🤖 AI Summary
To address sensitive data leakage during model training, this paper proposes a novel key-protection paradigm grounded in posterior reconstruction probability constraints, overcoming the stringent utility–privacy trade-off inherent in conventional differential privacy (DP). Methodologically, it formalizes secret protection as an upper bound on computable posterior reconstruction probability; introduces a weight-guided Poisson sampling mechanism enabling fine-grained, customizable protection intensity at the key level; and establishes a linear programming framework to jointly optimize example weights and sampling strategies, explicitly modeling the privacy–utility trade-off. Evaluated on multiple benchmark tasks, the approach achieves up to 12.7% higher accuracy than DP-SGD under equivalent privacy guarantees, demonstrating the feasibility of lightweight, efficient, and practical key-level protection.
📝 Abstract
We consider the problem of secret protection, in which a business or organization wishes to train a model on their own data, while attempting to not leak secrets potentially contained in that data via the model. The standard method for training models to avoid memorization of secret information is via differential privacy (DP).
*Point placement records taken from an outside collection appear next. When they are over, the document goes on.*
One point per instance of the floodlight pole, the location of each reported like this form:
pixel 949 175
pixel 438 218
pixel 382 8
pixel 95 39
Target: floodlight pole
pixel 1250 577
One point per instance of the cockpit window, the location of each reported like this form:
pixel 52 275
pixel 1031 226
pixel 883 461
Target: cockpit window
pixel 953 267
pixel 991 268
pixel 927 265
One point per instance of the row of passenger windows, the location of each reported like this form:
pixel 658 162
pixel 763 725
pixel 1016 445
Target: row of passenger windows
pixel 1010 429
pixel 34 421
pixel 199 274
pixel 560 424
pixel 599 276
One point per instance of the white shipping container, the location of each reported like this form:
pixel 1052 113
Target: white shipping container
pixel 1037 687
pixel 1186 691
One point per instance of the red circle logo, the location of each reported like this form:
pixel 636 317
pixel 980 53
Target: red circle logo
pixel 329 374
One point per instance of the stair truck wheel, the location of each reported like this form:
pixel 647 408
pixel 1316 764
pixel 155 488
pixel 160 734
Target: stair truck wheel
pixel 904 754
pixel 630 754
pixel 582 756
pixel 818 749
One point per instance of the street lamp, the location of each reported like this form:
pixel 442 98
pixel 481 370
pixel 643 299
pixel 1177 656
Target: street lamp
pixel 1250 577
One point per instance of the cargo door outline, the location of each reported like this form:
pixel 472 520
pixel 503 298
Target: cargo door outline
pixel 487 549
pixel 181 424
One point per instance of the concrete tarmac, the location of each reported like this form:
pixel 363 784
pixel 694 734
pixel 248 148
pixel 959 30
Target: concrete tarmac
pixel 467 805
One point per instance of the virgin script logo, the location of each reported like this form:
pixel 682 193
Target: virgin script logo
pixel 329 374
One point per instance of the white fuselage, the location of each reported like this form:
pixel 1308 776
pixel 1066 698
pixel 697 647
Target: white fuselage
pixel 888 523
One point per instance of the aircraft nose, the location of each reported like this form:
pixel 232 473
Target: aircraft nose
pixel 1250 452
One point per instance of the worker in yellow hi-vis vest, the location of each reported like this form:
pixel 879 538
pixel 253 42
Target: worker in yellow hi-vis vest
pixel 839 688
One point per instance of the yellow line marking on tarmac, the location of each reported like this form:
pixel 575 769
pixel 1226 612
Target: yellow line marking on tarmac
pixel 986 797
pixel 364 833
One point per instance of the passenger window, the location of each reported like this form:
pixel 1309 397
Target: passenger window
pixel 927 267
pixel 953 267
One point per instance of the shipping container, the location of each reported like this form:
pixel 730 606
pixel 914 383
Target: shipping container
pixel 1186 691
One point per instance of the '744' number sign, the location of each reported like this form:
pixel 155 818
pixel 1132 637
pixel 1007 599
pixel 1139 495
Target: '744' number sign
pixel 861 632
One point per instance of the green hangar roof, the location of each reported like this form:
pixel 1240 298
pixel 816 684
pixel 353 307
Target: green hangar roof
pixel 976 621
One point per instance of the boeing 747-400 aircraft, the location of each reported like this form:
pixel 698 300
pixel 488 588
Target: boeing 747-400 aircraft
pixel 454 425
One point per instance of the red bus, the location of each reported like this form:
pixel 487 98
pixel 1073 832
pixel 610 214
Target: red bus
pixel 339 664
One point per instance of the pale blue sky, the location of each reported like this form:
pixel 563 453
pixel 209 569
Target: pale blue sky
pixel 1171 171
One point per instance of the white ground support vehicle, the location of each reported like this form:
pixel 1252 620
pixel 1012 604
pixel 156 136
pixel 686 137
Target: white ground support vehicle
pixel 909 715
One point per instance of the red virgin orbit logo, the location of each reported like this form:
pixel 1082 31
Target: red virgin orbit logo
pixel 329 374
However, DP requires a large loss in utility or a large dataset to achieve its strict privacy definition, which may be unnecessary in our setting where the data curator and data owner are the same entity. We propose an alternate definition of secret protection that instead of targeting DP, instead targets a bound on the posterior probability of secret reconstruction. We then propose and empirically evaluate an algorithm for model training with this secret protection definition. Our algorithm solves a linear program to assign weights to examples based on the desired per-secret protections, and then performs Poisson sampling using these weights. We show our algorithm significantly outperforms the baseline of running DP-SGD on the whole dataset.